Buying low and selling high is every investor’s goal. However, timing the market precisely is notoriously difficult, if not impossible.

Research undertaken by Schroders shows how costly it can be when the timing is wrong.

Over three decades, mistimed decisions on an investment of £1,000 could have cost you nearly £18,000-worth of returns.

Our research examined the performance of three indices that reflect performance of the UK stockmarket – the FTSE 100, the FTSE 250 and the FTSE All-Share.

If in 1987 you had invested £1,000 in the FTSE 250 and left the investment alone for the next 30 years it would now be worth £24,686. (Bear in mind, of course, that past performance is no guarantee of future returns).

However, if you had tried to time your entry in and out of the market during that period and missed out on the index’s 30 best days the same investment would now be worth £6,878, or £17,808 less.

In terms of annualised returns, over the last 30 years you would have made:

  • 11.3% if you stayed invested the whole time
  • 9.3% if you missed the 10 best days
  • 7.9% if you missed the 20 best days
  • 6.6% if you missed the 30 best days

The 2% difference to annual returns between being invested the whole time and missing the 10 best days doesn’t seem much but the effect builds up over time, as shown in the table below.

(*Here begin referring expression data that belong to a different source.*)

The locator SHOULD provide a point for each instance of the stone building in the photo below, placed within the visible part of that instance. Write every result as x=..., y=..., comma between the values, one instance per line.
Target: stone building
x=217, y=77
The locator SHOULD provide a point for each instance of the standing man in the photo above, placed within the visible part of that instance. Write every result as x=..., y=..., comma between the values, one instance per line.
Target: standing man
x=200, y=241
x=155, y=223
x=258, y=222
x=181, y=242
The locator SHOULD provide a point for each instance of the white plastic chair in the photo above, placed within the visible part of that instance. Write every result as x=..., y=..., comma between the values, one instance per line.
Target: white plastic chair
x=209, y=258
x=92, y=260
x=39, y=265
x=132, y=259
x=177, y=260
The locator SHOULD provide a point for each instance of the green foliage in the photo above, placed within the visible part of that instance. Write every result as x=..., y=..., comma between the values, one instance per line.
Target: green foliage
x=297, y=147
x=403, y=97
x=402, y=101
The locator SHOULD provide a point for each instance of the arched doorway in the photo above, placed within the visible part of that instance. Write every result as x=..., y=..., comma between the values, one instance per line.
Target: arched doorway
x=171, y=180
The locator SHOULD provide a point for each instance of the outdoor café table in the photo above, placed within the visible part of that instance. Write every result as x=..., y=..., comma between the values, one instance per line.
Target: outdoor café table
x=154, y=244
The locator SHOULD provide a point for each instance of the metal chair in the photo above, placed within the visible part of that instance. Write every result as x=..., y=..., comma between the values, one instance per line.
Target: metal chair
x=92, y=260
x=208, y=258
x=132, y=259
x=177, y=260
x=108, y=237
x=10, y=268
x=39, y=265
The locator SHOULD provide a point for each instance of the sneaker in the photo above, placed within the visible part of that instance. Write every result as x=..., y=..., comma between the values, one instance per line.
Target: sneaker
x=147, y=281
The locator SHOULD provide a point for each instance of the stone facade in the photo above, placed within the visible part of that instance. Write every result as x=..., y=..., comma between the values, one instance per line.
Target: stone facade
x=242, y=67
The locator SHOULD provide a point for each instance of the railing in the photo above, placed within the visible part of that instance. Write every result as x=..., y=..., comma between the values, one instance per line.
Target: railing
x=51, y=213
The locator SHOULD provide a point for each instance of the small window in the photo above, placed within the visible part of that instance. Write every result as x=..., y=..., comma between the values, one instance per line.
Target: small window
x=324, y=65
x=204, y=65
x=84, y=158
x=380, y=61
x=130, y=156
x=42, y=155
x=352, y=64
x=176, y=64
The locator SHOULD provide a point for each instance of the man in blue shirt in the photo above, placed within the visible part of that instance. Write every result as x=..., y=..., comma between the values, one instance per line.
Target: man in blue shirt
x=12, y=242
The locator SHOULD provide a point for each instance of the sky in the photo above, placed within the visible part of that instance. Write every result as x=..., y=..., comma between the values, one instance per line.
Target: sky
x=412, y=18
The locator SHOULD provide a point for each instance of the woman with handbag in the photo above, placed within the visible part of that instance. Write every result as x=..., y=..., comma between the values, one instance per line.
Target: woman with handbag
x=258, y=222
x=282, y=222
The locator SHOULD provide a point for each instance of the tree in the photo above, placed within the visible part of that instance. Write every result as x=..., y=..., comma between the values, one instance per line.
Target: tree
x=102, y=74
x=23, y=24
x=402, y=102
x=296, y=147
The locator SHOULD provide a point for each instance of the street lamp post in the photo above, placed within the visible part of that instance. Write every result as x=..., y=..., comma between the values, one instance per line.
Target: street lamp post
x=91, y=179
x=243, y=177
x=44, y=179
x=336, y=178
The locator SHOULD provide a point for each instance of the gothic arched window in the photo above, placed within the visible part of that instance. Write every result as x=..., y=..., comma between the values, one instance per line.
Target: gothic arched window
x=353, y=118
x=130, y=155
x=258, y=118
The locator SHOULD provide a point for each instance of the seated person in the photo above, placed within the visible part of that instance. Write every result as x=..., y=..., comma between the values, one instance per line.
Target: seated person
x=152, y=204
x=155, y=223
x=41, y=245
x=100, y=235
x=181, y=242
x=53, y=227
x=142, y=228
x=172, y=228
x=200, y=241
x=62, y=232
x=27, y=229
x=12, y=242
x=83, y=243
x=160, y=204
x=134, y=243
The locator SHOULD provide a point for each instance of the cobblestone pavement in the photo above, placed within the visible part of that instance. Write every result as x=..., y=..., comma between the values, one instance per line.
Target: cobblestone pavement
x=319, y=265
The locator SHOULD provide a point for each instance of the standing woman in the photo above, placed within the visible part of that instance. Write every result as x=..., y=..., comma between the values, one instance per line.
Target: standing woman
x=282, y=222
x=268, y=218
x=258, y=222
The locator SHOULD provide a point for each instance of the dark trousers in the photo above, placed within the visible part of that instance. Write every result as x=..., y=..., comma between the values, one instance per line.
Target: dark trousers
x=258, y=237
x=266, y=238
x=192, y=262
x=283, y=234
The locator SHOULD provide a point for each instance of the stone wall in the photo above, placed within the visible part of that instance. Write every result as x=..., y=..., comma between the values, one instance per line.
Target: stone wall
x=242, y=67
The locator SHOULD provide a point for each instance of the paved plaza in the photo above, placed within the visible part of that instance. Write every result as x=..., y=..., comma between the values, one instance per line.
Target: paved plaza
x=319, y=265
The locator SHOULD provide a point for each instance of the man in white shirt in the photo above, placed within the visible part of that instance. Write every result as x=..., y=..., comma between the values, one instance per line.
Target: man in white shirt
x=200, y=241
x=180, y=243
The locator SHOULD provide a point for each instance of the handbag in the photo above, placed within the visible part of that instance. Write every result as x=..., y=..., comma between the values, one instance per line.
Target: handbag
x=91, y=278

UK stocks investment returns since 1987

IndexReturn on £1,000 over 30 yearsLess the 10 best daysLess the 20 best daysLess the 30 best days
FTSE 250 £24,686 £14,456 £9,750 £6,878
FTSE All share £13,320 £7,124 £4,637 £3,168
FTSE 100 £12,989 £6,691 £4,238 £2,833

Source: Schroders. Thomson Reuters Datastream. Data shown is for total return indices, which include dividend payments, between 23 October 1987 and 23 October 2017. Past performance is not a guide to future returns.

When observing returns over long periods, investors should also bear in mind that markets can be volatile, with many ups and downs during the timespan.

Nick Kirrage, a Fund Manager, Equity Value, and a blogger on the Value Perspective, said:

“You would have been a pretty unlucky investor to have missed the 30 best days in 30 years of investing, but the figures make a point. The point is that timing the market can be very, very costly.

“Investors are often too emotional about the decisions they make: when markets dive, too many investors panic and sell; when shares have had a good spell, too many investors go on a buying spree.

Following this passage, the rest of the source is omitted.